A programmatic approach will necessarily involve ‘backing winners’ up front. While some may have concerns about the potential loss of commercial leverage, Defence is already using such an approach with success, for example in the navy’s combat management system, for which the government has decided that all classes of ships must use Saab’s combat system. This will involve seeing industry as long-term partners, rather than simply as suppliers—but that’s already a fundamental tenet of the government’s defence industry policy. Moreover, losing commercial leverage is a manageable issue, as Defence would be a more powerful, larger customer if it procured missiles using domestic co-production and the ‘family of weapons’ approach I outline in the report.

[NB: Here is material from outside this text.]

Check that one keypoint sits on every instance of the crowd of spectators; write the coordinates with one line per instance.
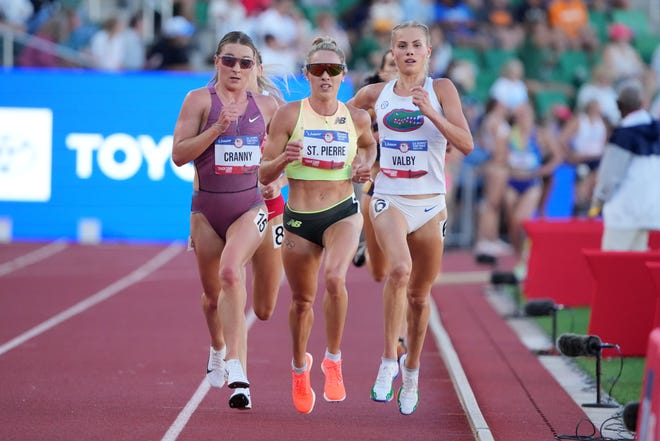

And reduced commercial leverage is a different order of risk compared to losing a conflict owing to a lack of missile supplies.
A national guided-weapons enterprise could adopt many of the measures in Australia’s naval shipbuilding plan, including enhanced funding for research and development, support for the establishment of precincts for the design and production of guided weapons, and coordinated training and education programs to develop the workforce. Making guided weapons one of Defence’s ‘sovereign industrial capability priorities’, supported by an implementation plan, also makes sense as part of this broader plan.
But we can’t wait until the perfect plan is developed. The urgency of our strategic circumstances means we need to start now. There are many mature weapons that the ADF is already using or has decided to buy that we can start producing here now with minimal risk. But the government should also make some ‘big bets’, investing in the development of technologies such as hypersonic weapons that can be put into production here once mature, rather than waiting to see that maturity demonstrated elsewhere and then trying to retrofit Australia with a production capacity for these powerful new weapons.
The government has established a national enterprise to build ships, submarines and armoured vehicles in Australia, but, without guided weapons, those platforms will have limited utility. Put simply: a small number of military platforms without a large supply of advanced missiles is a force fitted for but not with combat power. The government’s decision to establish a guided-weapons enterprise, if implemented well, will be a key step in providing the ADF’s platforms with the advanced missiles in the types and quantities they need to deliver lethal and survivable capability.
Marcus Hellyer is ASPI’s senior analyst for defence economics and capability.